Billed as a "wrong com", this six-part UK series is intentionally icky. Alice (Walker) is disgusted when her lifelong friend Steve (Clement) begins a relationship with her daughter Izzy (Yali Topol Margalith). That disgust unleashes all-out warfare between the two.

As the duo weaponise decades of shared secrets and their lives begin to crumble, the show almost resembles a British season of Netflix's Beef — but trading bloodshed for the violent secondhand embarrassment of Peep Show or The Thick of It.

It's a sharp turn from the first episode, where a drug-fuelled night out after a funeral shakes off a sombre day. Alice and Steve are lifelong friends who briefly dated aeons ago. They're equally bright, witty and charming, eager to draw people in but less so to share the light.

Both are creatives in image-obsessed industries — Alice is a fashion designer, Steve a hair stylist — and their success has required a level of self-centred immaturity. They don't need to apologise for that with each other.

It's Steve's light — and his "weirdly hot" looks — that sees Izzy pursue him that same night, leading the charge when he's sleeping on their family couch. Their relationship, also led by Izzy, is portrayed as genuine. Steve comes across as more misguided and lonely than malicious, though very few people around them are convinced.

It's undeniably uncomfortable that Steve was like an uncle figure for Izzy, tagging along on family holidays when she was a child.

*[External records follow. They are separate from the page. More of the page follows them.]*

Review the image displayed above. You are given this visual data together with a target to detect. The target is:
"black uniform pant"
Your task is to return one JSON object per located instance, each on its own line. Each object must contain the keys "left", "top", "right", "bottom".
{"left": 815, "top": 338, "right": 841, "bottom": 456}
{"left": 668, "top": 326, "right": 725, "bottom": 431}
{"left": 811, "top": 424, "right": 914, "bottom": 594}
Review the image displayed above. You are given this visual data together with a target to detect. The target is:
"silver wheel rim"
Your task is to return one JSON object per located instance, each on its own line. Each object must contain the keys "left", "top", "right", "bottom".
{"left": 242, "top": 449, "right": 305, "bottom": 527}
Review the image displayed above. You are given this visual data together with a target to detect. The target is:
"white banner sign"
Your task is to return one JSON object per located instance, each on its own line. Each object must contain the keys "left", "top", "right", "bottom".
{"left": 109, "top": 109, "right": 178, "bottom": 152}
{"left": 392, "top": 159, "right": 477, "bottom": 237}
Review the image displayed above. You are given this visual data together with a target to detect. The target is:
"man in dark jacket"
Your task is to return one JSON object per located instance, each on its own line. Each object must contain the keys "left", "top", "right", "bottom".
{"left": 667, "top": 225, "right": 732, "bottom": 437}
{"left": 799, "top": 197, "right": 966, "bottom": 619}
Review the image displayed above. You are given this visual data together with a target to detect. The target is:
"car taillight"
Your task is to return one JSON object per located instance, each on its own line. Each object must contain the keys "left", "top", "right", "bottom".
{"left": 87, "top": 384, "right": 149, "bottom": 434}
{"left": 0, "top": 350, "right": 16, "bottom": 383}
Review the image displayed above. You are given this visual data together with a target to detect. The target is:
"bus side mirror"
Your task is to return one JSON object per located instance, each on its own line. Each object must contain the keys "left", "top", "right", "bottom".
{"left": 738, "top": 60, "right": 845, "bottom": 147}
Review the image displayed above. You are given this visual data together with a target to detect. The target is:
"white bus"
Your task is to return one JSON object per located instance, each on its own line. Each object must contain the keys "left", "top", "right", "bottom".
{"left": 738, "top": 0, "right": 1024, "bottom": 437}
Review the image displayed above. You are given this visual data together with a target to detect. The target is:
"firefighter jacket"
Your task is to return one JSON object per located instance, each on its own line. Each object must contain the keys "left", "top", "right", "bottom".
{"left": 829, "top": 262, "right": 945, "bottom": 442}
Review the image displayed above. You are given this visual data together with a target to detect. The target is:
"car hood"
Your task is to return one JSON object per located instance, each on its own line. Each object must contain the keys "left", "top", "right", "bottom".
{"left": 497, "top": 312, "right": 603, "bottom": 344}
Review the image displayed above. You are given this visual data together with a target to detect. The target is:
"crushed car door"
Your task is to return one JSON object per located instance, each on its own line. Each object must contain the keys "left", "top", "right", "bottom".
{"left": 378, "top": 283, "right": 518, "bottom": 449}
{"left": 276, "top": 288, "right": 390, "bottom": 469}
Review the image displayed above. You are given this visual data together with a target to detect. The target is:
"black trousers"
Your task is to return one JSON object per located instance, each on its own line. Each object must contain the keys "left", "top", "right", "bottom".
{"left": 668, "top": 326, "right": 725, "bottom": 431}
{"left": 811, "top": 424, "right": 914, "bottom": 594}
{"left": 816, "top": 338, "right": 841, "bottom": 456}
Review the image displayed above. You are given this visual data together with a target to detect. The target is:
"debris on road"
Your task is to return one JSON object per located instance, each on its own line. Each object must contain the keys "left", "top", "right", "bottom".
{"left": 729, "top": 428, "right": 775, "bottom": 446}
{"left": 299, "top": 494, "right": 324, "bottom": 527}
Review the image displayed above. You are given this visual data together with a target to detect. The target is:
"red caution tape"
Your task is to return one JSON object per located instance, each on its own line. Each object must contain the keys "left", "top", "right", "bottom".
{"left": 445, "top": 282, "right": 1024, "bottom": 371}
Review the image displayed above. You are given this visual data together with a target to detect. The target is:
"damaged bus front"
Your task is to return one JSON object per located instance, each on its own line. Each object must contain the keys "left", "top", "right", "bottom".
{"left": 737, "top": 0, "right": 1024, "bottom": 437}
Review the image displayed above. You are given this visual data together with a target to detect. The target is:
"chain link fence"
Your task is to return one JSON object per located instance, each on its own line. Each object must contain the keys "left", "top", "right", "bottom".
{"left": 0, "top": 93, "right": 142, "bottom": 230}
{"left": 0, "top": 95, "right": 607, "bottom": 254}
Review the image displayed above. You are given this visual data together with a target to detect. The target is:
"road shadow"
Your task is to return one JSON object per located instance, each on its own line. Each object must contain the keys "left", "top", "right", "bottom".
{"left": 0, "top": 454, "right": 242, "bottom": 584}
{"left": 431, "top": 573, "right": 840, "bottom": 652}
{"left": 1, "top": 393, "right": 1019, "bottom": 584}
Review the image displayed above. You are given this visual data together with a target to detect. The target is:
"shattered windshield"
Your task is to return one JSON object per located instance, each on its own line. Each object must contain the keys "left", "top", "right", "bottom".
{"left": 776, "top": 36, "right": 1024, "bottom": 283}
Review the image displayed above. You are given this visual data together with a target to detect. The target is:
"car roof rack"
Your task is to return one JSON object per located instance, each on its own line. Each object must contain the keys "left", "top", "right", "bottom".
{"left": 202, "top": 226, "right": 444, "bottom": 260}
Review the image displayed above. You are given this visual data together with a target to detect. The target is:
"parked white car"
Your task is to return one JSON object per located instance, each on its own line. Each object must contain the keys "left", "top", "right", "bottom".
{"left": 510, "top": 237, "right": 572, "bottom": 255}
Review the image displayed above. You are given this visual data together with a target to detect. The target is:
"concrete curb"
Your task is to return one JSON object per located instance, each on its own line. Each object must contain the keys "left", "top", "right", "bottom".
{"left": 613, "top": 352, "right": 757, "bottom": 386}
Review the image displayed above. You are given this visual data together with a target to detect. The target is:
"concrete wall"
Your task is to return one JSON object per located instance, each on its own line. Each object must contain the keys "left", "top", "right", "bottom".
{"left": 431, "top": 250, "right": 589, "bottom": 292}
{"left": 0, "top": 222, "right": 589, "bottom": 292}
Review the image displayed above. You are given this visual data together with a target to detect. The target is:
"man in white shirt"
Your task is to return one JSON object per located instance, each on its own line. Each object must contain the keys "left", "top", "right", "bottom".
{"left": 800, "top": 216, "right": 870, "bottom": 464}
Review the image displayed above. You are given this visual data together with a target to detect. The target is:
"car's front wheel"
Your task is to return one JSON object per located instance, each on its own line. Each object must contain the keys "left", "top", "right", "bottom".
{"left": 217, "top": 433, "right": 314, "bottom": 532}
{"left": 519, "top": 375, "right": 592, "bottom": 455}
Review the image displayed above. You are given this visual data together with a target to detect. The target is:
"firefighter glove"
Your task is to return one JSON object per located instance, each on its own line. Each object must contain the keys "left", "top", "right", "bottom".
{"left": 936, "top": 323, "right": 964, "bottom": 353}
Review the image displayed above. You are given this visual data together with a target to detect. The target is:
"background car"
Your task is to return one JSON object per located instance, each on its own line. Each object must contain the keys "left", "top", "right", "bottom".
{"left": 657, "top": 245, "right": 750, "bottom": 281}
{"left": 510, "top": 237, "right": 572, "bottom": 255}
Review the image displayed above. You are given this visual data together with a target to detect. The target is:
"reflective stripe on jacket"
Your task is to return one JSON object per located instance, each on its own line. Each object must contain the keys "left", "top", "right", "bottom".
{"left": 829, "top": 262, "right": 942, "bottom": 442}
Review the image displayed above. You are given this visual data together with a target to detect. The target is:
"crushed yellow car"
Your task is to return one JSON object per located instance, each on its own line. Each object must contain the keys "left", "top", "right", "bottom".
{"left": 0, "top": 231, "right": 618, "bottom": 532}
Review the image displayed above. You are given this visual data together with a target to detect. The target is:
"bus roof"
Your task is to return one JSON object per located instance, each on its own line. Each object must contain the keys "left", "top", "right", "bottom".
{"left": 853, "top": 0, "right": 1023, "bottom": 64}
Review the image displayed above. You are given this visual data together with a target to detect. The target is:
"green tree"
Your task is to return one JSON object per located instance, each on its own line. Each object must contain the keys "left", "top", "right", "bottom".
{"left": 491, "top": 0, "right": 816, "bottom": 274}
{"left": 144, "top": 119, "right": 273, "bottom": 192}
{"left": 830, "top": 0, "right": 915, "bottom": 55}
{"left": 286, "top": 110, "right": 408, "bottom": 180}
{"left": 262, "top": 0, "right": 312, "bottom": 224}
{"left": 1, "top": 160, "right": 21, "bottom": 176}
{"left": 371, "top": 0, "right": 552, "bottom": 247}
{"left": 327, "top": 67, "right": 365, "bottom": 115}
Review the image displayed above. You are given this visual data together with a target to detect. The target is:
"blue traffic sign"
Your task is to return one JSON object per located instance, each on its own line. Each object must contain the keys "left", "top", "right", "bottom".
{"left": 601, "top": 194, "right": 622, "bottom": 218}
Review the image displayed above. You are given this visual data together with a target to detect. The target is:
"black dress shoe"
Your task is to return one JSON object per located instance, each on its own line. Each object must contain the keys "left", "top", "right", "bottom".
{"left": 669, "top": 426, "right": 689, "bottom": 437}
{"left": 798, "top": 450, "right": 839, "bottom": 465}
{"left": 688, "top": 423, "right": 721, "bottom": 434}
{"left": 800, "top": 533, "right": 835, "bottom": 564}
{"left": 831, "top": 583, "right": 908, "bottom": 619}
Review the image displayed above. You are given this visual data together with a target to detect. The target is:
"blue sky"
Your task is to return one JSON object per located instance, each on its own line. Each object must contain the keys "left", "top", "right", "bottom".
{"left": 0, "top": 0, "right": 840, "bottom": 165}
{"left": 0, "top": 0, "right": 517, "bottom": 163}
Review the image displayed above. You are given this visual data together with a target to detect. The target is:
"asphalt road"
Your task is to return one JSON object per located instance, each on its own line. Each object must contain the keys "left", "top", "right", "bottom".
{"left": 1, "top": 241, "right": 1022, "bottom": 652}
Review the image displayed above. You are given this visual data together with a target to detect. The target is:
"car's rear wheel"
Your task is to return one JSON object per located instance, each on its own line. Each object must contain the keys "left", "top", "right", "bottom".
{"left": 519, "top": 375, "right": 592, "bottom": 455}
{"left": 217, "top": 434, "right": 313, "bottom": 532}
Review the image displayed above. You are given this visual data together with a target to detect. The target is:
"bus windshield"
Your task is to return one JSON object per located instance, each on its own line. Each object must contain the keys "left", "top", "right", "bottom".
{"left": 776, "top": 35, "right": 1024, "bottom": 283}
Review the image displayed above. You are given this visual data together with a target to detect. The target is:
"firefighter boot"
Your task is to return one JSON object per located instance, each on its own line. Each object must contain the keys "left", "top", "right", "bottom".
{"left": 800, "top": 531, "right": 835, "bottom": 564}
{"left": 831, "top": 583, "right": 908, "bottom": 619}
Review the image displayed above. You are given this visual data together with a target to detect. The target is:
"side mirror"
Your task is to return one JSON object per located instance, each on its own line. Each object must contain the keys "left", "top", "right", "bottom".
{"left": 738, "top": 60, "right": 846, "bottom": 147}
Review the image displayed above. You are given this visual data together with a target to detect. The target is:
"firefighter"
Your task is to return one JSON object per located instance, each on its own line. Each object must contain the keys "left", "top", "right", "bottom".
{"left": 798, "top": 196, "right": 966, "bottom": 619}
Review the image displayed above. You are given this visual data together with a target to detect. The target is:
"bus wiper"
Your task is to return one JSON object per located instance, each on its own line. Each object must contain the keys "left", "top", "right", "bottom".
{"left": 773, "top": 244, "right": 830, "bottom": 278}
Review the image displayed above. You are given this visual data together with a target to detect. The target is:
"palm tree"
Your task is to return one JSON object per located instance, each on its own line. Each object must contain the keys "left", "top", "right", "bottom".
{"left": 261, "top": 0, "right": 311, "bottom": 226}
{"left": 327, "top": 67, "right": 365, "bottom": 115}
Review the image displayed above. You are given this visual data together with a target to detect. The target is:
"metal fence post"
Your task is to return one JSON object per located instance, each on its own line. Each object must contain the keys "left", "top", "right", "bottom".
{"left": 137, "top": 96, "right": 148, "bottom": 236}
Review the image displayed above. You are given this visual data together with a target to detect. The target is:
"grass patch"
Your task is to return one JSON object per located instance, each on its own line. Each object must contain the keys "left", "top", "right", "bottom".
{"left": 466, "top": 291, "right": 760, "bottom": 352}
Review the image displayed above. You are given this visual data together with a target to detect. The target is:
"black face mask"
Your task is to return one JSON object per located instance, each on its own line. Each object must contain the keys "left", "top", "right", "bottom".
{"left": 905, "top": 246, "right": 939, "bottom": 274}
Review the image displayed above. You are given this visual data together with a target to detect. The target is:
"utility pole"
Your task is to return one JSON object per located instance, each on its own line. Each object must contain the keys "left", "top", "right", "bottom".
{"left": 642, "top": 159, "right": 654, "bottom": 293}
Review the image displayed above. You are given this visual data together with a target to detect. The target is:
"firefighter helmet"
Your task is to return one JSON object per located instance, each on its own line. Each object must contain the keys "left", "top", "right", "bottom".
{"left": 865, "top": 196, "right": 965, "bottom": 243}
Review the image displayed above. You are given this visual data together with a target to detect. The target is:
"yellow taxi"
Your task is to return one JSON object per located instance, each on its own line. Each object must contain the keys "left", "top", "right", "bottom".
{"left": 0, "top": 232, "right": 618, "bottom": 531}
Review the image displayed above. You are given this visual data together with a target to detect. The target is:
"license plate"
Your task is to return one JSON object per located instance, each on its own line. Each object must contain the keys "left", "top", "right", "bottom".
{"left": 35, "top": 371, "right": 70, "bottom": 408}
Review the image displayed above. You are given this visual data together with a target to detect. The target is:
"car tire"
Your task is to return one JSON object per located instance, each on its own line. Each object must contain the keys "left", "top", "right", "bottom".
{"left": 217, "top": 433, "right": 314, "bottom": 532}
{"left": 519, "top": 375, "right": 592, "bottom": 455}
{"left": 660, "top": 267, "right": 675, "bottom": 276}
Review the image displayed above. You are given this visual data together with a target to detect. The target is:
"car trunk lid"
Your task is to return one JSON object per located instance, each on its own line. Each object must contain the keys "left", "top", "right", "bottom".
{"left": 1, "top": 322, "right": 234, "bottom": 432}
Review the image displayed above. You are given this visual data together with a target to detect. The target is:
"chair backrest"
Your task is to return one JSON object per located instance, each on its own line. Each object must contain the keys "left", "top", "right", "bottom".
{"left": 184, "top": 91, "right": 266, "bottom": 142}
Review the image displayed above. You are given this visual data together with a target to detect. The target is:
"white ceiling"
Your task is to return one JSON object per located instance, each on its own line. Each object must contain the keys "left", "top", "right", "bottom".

No wonder Alice goes mad. White-hot with rage and disappointment, she's determined to break them up. First, with a cross-generational dinner party where Alice brings up Steve's love of Woody Allen films in front of Izzy's Gen Z friends. When that fails, she settles for ruining Steve's life — and he retaliates.

It's much funnier than its premise. Walker's roaring fury plays well off Clement's understated comic presence and ultra-dry one-liners. There are big laughs and intriguing relationship dynamics that offer room for a second season.

But as laid out in its title, Alice and Steve isn't terribly interested in Izzy. She's more a plot-driver than a fleshed-out character. Creator Sophie Goodhart is more interested in exploring selfishness than the ethics of its age-gap relationship. She's said repeatedly in interviews that she doesn't see Steve as a groomer.

Yet the possibility lingers in the show itself. While it'd be boring to require television to offer clear moral rulings on its characters, Izzy's lack of interiority — granted to secondary characters like her brother or step-dad — bugs me more and more in the days after finishing the series, overshadowing the laughs.

Alice and Steve is now streaming on Amazon Prime Video.